The mediastinal lymphadenectomy was performed prior doing the anastomosis, to release trachea and bronchus and avoid tension on the suture. The posterior part of the trachea was initially reconstructed by using single PDS 3/0 sutures. The anastomosis of the bronchus intermedius and the edge of the carina was performed in two steps: first a continuous PDS 3/0 suture from back to front for the posterolateral wall of carina and another continuous suture for the anterolateral wall (lateral side of trachea and bronchus intermedius), tying both sutures at the anterior corner of the anastomosis (Figure 4).
After the hemostasis was checked, a single chest tube (20F) was inserted and the wound was closed. The patient was successfully extubated and transferred to the intensive care unit.
Evolution
The patient was discharged from the intensive care unit to the ward 24 hours after the surgical procedure. She referred a 3/10 score on the visual analog pain scale without respiratory symptoms. A postoperative chest X-ray showed a normal expansion of the right middle and lower lobes.
The chest tube was removed on the fourth postoperative day and the patient was discharged home on the seventh postoperative day with excellent recovery (Figure 5). Before being discharged home, a bronchoscopy was performed confirming a perfect caliber of the anastomosis with no complications.
Discussion
The vast majority of bronchial sleeve resections are performed in patients diagnosed with tumor or polypoid bronchial disease, more frequently occurring in adult patients rather than in the pediatric population. In addition, reported cases refer to open surgical treatment instead of thoracoscopic surgery. To our knowledge and with a thorough review of PubMed, Science Direct, Cochrane and Ovid, there are no reports of uniportal VATS in pediatric patients.

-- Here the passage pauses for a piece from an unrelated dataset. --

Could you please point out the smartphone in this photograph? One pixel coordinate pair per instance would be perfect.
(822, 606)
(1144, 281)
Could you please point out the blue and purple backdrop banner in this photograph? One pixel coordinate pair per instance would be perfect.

Although technically more demanding, minimally invasive thoracoscopic surgery allows rapid recovery and generates less morbidity compared with open surgery (10). Technical advancements in surgical instruments designed for thoracoscopic surgery, allow surgeons to innovate and to make adaptations to techniques for the treatment of oncological diseases.
Uniportal VATS is an example of the continuing search for methods that aim to provide the patient a surgical cure of the disease with the lowest morbidity (11). In this particular case, the minimization of surgical invasiveness and preservation of the lung parenchyma is of great importance, as it offers better postoperative results and less rate of complications (12).
The application of uniportal VATS requires a highly trained surgical team in thoracoscopic surgery and when executed with dexterity, reduces morbidity and mortality. Despite current evidence being based on retrospective studies and case series, it is hereby shown that sleeve lobectomy by uniportal VATS is safe. It also offers great advantages such as reduction in postoperative complications and speeds up the period of patient recovery (12,13).
The sleeve bronchoplastic resection is usually the surgical method of choice in cases with proximal bronchial tumor obstruction. We must avoid thoracotomy and its associated morbidity and mortality, with particular emphasis on the pediatric population, so susceptible to alterations in their chest and lung development after surgical interventions.
In summary, we believe that the uniportal VATS technique for bronchoplastic procedures is an excellent option for the treatment of endobronchial tumors especially in the pediatric population
Acknowledgements
None.
Footnote
Conflicts of Interest: The authors have no conflicts of interest to declare.
Informed Consent: Written informed consent was obtained from the patient for publication of this manuscript and any accompanying images.